Rebecca’s remembers that ludong season was part of the family’s annual rituals: A tradition that has nearly disappeared. Ludong was always regarded as a delicacy in the Cagayan Valley, normally a celebration or special ingredient, given the difficulty of catching the fish. It is normally prepared in Sinigang as the main ingredient, with aubergines and tamarind, or roasted with calamansi in banana leaves (wrapped as a parcel), or as the main ingredient in a variation of pinakbet, with aubergines, calabaza (sometimes the flowers), and bagoong.

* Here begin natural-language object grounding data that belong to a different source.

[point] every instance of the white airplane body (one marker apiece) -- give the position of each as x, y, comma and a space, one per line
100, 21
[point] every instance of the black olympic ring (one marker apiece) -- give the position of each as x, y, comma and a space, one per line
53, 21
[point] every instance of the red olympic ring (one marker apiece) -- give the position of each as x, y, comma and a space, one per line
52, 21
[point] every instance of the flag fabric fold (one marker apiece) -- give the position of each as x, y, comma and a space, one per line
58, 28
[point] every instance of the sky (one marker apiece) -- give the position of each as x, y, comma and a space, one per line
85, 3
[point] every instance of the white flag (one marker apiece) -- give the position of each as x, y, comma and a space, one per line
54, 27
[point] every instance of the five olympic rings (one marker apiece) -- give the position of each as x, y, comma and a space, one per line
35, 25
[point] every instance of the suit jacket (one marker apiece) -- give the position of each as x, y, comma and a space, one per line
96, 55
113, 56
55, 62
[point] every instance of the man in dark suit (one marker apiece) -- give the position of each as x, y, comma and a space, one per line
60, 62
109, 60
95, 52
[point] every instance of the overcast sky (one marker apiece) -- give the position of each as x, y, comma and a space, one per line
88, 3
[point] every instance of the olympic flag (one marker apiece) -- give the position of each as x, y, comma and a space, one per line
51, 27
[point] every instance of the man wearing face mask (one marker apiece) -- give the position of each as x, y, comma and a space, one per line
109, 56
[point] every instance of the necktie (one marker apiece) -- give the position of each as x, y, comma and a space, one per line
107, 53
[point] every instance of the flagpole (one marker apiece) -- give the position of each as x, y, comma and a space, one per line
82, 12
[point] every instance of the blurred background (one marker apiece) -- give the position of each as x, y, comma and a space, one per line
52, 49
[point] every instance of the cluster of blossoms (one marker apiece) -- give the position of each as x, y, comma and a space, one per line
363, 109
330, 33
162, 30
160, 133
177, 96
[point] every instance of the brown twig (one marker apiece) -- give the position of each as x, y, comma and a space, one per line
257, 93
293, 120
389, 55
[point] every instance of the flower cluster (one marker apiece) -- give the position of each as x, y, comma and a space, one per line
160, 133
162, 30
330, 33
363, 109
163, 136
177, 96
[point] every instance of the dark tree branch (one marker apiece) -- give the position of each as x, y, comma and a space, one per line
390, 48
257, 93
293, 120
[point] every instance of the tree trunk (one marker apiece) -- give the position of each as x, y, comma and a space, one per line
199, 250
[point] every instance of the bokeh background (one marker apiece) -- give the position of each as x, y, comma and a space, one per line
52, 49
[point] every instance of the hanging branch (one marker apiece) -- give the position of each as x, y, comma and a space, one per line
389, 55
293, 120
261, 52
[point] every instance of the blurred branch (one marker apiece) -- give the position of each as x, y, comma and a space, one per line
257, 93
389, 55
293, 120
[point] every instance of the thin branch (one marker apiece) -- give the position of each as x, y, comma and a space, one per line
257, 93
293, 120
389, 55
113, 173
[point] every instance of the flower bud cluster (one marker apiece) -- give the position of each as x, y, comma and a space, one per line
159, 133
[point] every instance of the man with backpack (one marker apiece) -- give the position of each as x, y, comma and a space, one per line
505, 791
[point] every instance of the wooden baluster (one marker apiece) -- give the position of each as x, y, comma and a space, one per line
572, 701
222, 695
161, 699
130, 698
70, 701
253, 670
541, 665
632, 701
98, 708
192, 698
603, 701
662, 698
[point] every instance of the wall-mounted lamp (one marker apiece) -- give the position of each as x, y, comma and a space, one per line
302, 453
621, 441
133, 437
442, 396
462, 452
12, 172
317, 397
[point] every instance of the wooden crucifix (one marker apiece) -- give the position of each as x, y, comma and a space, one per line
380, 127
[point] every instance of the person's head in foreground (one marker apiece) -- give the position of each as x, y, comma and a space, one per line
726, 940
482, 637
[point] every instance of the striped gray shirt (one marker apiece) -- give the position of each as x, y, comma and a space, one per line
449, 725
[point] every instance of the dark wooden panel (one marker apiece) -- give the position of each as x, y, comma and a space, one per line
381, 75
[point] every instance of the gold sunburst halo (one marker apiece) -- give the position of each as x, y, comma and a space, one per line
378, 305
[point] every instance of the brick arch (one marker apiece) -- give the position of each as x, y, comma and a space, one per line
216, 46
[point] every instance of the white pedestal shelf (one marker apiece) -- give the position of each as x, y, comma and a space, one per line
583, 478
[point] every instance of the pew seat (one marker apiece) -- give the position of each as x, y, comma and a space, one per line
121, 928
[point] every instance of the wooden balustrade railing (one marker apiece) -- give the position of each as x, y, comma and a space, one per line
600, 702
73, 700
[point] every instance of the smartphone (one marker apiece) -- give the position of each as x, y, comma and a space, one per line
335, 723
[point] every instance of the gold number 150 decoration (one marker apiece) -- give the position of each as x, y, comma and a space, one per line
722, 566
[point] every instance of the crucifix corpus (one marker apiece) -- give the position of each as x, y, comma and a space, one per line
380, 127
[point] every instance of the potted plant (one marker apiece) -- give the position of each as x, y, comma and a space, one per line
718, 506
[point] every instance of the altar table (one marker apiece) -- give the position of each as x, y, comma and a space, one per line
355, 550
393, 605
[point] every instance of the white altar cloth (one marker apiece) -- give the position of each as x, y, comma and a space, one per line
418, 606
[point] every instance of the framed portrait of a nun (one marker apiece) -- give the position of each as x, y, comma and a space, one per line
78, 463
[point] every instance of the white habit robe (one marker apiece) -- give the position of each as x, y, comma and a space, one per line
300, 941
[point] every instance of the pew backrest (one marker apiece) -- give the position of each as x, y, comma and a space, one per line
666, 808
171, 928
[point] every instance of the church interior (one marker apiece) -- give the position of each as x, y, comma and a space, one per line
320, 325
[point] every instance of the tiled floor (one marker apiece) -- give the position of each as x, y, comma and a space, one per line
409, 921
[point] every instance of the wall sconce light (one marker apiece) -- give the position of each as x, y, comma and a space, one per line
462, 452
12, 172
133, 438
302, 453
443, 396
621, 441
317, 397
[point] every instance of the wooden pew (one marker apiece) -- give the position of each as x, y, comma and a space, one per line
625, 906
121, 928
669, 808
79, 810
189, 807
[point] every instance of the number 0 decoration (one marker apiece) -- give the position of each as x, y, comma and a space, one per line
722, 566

The DENR now regulates the fishing of ludong, prohibiting it during the spawning migration. However, the fines for violations are miniscule (only P200), which is not much disincentive when compared with the high market prices the fish commands. Unfortunately, there is often very little way to distinguish catching a fish for subsistence or for cultural identity and catching a fish for profit. This is the same issue that governments have struggled with in other locations in the world, such as seal or whale hunting by Inuits in Canada. The need for conservation must take priority, yet fulfilling that need means that yet another tiny part of the culture becomes lost forever.